Now, what about choosing a CPU or GPU for gaming?
Remember when I said that the GPU gets commands and data from the CPU. This is effectively the first step in the rendering pipeline, where every frame starts at the CPU. If it helps to visualize the relationship here, you can think of it like this: Every frame starts with the CPU, but much of the work associated with each frame is done by the GPU. It's similar to how ordering a more complex or larger hamburger is more work for the cook, not the person taking the order. In games, performance originates from the CPU. A CPU bottleneck won't stop you from being able to crank up graphics settings that don't put more load on the CPU, or use something like a higher-res texture mod.
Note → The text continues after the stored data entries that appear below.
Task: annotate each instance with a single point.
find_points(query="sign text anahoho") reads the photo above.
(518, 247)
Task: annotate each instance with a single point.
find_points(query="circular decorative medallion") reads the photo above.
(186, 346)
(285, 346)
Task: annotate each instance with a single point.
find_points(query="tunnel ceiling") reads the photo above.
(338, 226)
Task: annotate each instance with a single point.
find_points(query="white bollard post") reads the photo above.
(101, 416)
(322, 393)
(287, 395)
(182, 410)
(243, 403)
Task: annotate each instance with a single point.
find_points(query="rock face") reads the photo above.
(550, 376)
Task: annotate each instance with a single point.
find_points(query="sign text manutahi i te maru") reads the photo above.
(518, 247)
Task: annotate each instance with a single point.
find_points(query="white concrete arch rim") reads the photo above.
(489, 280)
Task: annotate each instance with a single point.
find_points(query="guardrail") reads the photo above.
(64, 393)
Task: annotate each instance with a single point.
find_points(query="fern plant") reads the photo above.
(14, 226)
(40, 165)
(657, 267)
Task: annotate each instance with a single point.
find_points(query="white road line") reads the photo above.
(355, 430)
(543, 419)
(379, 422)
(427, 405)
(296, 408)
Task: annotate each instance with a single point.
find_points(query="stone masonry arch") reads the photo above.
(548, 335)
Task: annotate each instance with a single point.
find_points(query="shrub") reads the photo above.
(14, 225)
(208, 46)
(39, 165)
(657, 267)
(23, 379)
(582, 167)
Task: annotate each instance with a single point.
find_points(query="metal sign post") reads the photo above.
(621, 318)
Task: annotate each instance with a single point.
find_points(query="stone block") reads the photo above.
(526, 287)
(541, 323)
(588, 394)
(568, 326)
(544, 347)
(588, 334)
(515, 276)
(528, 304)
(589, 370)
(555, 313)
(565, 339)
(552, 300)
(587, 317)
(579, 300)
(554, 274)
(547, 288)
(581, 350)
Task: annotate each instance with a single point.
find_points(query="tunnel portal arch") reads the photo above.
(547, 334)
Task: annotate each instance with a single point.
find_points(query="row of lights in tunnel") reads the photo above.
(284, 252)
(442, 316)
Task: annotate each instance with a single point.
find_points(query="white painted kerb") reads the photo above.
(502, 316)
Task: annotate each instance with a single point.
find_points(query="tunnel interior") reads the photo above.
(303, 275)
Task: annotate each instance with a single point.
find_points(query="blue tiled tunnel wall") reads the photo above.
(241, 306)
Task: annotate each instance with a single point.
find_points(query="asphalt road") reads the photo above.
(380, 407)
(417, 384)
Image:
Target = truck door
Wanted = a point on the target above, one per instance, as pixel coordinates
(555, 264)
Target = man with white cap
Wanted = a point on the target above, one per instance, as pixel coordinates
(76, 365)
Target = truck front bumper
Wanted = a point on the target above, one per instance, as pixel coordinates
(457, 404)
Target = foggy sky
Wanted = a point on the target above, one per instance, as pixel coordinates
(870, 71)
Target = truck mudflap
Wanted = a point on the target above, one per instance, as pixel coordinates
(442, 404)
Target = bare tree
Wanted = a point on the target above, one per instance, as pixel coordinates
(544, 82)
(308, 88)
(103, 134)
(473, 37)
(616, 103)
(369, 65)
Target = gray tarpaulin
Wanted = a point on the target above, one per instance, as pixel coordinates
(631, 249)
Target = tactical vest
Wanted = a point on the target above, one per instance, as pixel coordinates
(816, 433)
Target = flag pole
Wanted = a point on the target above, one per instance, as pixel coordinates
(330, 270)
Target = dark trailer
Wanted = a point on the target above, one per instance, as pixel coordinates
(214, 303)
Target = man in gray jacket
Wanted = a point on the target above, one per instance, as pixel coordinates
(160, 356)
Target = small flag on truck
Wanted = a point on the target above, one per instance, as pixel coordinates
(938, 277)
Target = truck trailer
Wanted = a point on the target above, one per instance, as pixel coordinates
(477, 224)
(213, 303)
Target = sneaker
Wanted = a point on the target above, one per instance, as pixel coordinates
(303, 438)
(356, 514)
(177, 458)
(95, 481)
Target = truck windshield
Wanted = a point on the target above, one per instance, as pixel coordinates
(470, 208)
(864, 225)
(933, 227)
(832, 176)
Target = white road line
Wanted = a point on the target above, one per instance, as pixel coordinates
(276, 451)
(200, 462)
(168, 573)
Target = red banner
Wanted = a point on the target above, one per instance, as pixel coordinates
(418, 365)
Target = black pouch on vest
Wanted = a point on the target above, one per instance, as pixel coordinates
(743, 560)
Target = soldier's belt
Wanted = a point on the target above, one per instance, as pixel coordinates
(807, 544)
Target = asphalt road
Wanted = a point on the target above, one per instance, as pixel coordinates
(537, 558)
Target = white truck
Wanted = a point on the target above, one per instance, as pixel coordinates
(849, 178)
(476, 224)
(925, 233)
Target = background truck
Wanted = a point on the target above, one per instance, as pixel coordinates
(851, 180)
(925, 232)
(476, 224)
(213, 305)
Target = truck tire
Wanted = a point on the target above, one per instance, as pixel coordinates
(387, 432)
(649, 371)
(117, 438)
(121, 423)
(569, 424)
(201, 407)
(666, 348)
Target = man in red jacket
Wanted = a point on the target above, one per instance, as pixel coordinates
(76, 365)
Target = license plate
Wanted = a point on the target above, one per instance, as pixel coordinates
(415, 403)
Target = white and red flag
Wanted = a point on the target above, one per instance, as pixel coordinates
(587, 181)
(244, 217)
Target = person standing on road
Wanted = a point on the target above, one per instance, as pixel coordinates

The CPU is the ultimate framerate limit, determining the maximum framerates you can get. When you go to choose a CPU for gaming (assuming that's the most hardware-demanding and important-to-you thing you will do), you should choose according to the framerates (and frametimes) you want. And when you go to choose a GPU, choose according to the graphics settings you want at the framerates you want. For example, there's nothing to stop you from pairing a low-end CPU and a high-end GPU to play at high resolutions as long as you don't care about high framerates. Look online to see what different CPUs and GPUs are capable of in what games (for current hardware and games, also see the good reviewers section of my learning thread and CTRL + F for "frametime" in that section for a few good benchmark sources; there are also plenty of YouTube videos for specific parts in in a specific game and there are probably graphic setting comparisons online as well), and choose appropriately. And when you're getting the performance you like, then the bottleneck doesn't matter much anymore, does it?
Every frame starts with the CPU. Commands from the CPU are buffered, and when the GPU is carrying them out faster than they can be sent from the CPU, you are CPU bottlenecked. The opposite is also true. The framerate bottleneck for a given hardware configuration can switch between the CPU and GPU, depending on the game, the graphics settings used, and area of the game. See GPU utilization and CPU utilization across different logical cores (not necessarily the CPU utilization as a whole, you don't need the whole CPU to be busy to be CPU-bottlenecked) to identify your current bottleneck; whichever you see at pretty much 100% is your current framerate bottleneck. Buy a CPU based on the framerates you want, and buy a GPU based on the graphics settings you want at that framerate.